子どものころの記憶がほとんどない--「歌うサイボーグ」だったさくらまや、 無職 からの再出発
かつて史上最年少演歌歌手として注目されたさくらまやも、現在大学4年生。自力で学費を払い、この夏、庭つき一軒家を購入したが、一転“無職”に……。「歌うサイボーグだった」と自らを振り返る、かつての「演歌少女」のターニングポイントは、まさに今。ピンチは果たして、チャンスに変わるのか…?(取材・文:山野井春絵/撮影:殿村誠士/Yahoo!ニュース 特集編集部)
無職になった演歌歌手
小学生の演歌歌手として一躍名を馳せ、TV・舞台で子役としても活躍したさくらまや。あどけない瞳に、小柄な体。そこから発せられるパンチのある歌声が、印象深かった。デビュー当時10歳だったさくらも、現在22歳。大学4年生になり、卒業論文を執筆中だ。 高校に進学してからは「学業に専念したい」と芸能活動をペースダウンしていたが、祭りなど地方営業のオファーは多く、毎夏ミュージカルにも出演するなど、仕事と学業の両立を器用にこなしていた。つまり、小学生の頃から、きちんと稼ぎ続けていた。大学の学費も、すべて自己捻出している。今年に入って、郊外に広々とした庭つきの一戸建ても購入。挫折知らずの人生だった。 そう、2020年の夏までは。

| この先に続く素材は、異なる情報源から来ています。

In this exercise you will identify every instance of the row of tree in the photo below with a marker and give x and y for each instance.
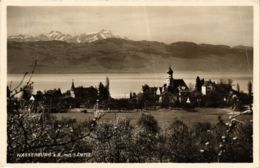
(123, 142)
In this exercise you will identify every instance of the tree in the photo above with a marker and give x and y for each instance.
(198, 84)
(250, 88)
(238, 87)
(146, 136)
(103, 92)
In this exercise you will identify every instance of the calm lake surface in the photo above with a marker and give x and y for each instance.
(121, 84)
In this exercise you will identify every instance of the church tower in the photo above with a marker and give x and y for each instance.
(72, 93)
(170, 77)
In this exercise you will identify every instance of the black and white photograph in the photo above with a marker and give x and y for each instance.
(130, 84)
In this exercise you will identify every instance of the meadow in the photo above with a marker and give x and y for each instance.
(163, 116)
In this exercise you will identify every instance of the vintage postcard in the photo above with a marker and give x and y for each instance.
(173, 83)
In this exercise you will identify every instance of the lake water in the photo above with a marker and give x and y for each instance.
(121, 84)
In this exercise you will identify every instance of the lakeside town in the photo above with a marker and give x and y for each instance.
(34, 127)
(173, 93)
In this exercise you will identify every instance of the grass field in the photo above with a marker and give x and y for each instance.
(163, 116)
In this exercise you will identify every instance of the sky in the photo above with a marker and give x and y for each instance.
(213, 25)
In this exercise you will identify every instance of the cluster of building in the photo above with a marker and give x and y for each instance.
(176, 92)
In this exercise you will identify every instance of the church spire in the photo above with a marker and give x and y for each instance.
(72, 85)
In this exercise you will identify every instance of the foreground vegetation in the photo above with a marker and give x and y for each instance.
(123, 142)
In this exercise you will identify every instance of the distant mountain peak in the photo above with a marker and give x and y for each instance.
(57, 35)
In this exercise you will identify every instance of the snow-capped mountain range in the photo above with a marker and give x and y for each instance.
(57, 35)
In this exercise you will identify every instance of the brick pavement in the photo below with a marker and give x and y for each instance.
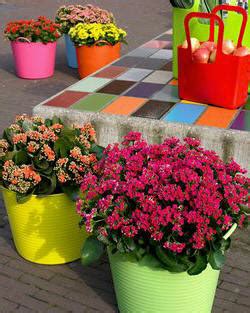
(26, 287)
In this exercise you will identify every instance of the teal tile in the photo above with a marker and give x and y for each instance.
(90, 84)
(94, 103)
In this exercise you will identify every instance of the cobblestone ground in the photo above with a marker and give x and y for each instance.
(26, 287)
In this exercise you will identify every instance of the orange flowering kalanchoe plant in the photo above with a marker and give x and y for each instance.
(40, 30)
(44, 157)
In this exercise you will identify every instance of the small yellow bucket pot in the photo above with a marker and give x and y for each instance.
(45, 229)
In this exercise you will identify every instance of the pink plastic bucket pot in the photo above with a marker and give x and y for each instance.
(34, 60)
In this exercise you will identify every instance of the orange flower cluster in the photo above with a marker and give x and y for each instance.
(75, 167)
(3, 147)
(20, 178)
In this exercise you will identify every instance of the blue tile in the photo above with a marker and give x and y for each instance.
(184, 113)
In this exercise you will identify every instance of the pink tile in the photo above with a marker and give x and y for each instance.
(156, 44)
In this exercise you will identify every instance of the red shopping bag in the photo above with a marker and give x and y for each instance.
(223, 83)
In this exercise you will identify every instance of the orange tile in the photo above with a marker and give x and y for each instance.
(186, 101)
(217, 117)
(173, 82)
(124, 105)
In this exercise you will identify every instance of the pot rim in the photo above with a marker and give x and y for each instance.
(3, 189)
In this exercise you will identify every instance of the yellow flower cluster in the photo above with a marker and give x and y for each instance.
(89, 34)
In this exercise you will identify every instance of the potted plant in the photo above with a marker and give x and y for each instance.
(165, 212)
(33, 44)
(96, 45)
(42, 164)
(69, 16)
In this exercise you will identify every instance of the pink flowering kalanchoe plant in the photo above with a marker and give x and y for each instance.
(69, 16)
(172, 201)
(43, 157)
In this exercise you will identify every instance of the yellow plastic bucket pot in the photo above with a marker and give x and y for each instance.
(45, 230)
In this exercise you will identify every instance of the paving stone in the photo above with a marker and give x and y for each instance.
(44, 284)
(237, 289)
(34, 269)
(25, 300)
(9, 272)
(7, 306)
(60, 301)
(231, 307)
(23, 309)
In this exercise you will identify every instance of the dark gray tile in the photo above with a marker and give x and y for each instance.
(154, 109)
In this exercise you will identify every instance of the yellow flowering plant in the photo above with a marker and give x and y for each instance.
(96, 34)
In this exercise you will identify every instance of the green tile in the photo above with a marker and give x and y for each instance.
(90, 84)
(94, 103)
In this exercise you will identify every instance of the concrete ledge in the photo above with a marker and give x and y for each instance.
(111, 128)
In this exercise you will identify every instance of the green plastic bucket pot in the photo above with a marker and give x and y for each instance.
(144, 288)
(201, 31)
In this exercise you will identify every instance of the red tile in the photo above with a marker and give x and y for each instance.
(66, 99)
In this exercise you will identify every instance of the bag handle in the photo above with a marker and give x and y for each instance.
(213, 18)
(237, 9)
(24, 39)
(102, 41)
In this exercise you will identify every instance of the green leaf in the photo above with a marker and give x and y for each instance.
(225, 244)
(55, 120)
(47, 185)
(149, 260)
(169, 261)
(103, 239)
(199, 265)
(48, 122)
(40, 164)
(71, 191)
(27, 125)
(130, 244)
(92, 251)
(20, 157)
(97, 150)
(22, 198)
(7, 135)
(120, 246)
(139, 253)
(216, 259)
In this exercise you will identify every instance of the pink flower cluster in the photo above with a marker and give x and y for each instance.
(70, 15)
(176, 195)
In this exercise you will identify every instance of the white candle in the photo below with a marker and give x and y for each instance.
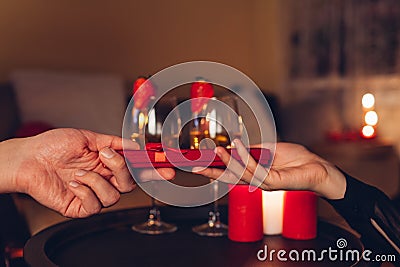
(272, 212)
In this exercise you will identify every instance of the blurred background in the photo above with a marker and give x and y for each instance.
(313, 59)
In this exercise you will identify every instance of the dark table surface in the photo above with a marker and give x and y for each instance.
(107, 240)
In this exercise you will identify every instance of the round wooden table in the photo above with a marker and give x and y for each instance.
(107, 240)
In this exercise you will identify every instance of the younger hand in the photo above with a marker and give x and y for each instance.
(293, 168)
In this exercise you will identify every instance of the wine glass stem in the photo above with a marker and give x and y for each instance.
(154, 213)
(213, 216)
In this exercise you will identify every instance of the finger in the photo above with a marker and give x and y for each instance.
(121, 178)
(259, 172)
(251, 164)
(90, 203)
(146, 175)
(105, 192)
(233, 165)
(244, 155)
(225, 176)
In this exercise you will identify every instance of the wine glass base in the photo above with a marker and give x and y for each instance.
(154, 228)
(218, 229)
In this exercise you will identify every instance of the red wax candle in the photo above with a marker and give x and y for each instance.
(300, 215)
(245, 214)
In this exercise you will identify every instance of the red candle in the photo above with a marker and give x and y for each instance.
(300, 215)
(245, 214)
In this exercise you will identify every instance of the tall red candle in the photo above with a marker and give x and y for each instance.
(300, 215)
(245, 214)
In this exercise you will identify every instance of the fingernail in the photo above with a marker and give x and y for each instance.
(197, 169)
(74, 184)
(80, 172)
(107, 152)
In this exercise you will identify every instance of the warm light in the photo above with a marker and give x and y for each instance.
(368, 100)
(272, 212)
(371, 118)
(368, 131)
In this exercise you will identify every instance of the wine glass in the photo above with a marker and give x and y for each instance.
(222, 125)
(147, 132)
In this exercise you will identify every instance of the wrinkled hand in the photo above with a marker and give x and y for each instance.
(76, 172)
(293, 168)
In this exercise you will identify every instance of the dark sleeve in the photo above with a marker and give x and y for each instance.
(372, 214)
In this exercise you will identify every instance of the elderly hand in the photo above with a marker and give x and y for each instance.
(293, 168)
(75, 172)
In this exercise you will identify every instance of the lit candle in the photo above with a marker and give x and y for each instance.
(300, 215)
(368, 130)
(272, 212)
(245, 214)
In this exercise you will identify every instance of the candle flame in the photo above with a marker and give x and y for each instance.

今年7月 家を買った だけど8月 無職に 22歳で建てた演歌御殿 ローン地獄 まだ2回しか払ってない 月末怖い 悔しくて一人(サンドバックを殴る蹴る) 気づけば朝(拳から血が出てる) 払っていけるのは自分自身だけ それだけさ 大人を信じて今は無職 だから本音言うよ 演歌なんて歌いたくない アニソン歌いたい 「おばあちゃんのため紅白出たい」 そんなもん全部嘘 本当はお祭りの営業だけやってたい 個人事務所よ 立ち上がれ お仕事ちょうだい これは、さくらがバラエティ番組で熱唱し、話題を呼んだ『紅蓮華』の替え歌『不安げ』の歌詞だ。昨年末には同番組で続編『不安げII』を披露し、「人生最大の恥晒した すると仕事きたよ!」と歌い上げ、再び茶の間を沸かせた。 あの健気な小学生演歌歌手だった彼女に、いったい何が起こったのか。 さくらが両親と暮らす、茨城県取手市の“演歌御殿”を訪ねた。